Monday, April 9, 2012

Week 5 Post

Walker, F. X. (2000). Affrilachia. Lexington, KY: Old Cove Press.

This blog entry will explore Affrilachia by Frank X. Walker. It will consider the power of poetry to capture various kinds relationships in contemporary Black American experience – here in Kentucky – in an unrestrained fashion. This resultant panoply lies at the heart of Walker’s poetry. 

                                            
            The poems in Affrilachia are lyrics that express Walker the poet’s emotional response to relationships between people, experiences and things. For instance “Death by Basketball” presents the dream of a small boy to be a basketball star who plays ‘air basketball’ when he gets off the school bus and under the street lights in the evening during the latter which he is killed by a stray bullet in a drug pushers’ shootout. The poem gets its cadence from random alternation of 3,4, 5 and 6 syllable lines that when read give the sensation of a person dribbling a basketball.
“Fireproof” recounts the faithfulness of a black congregation as it rebuilds their torched church. The using the same 3,4,5 and 6 syllabic line configuration of “Death by Basketball.” But "Fireproof" has a smoothness and a forward driving pulse that replicates the persistence of the congregation’s faith. In the last stanza, Walker uses 3,3,2,4,2 syllable lines

                                                        church people
        are fireproof
                                                        and Faith
        won’t just go up
        in smoke

to iterate a turning of the product of fire – smoke – and paradoxically figurate faith’s indestructibility.
            These poems show Walker’s mastery of simple diction to convey how people feel and believe and the consequences. They are not abstract. Consistent with this, the third poem chosen for this blog, “Breakfast in Hazard,” is an homage to Carl Sandburg’s poem “Fog.” But instead of a cat metaphor Walker plays with a food image of gravy over biscuits and spider spun webs to convey the pervasiveness and blanketing quality of this weather phenomenon. Comprised of an eleven and a ten stanza – two in all – , the cadence is light and airy and Walker leverages his Kentucky images to have some fun as well as localize Frost’s poem. 

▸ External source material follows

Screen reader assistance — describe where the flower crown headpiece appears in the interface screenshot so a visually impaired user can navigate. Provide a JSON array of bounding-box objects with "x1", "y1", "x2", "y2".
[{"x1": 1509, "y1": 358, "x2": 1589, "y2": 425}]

                                                                
I enjoyed Walker's poems because they tap into the potentials of contemporary black experience. I have at various points in my life been involved with Blacks here in the U.S. Most recently, I have been assisting in the building of a mission in Zambia. In both cases, I find it wonderful that Walker has so accurately captured what to me is the beauty and complexity of the Black persona and consciousness.

Big Question: How and why does the title Affralachia connect the poetry therein to the region where it was spawned as well as to other parts of the U.S. and the world?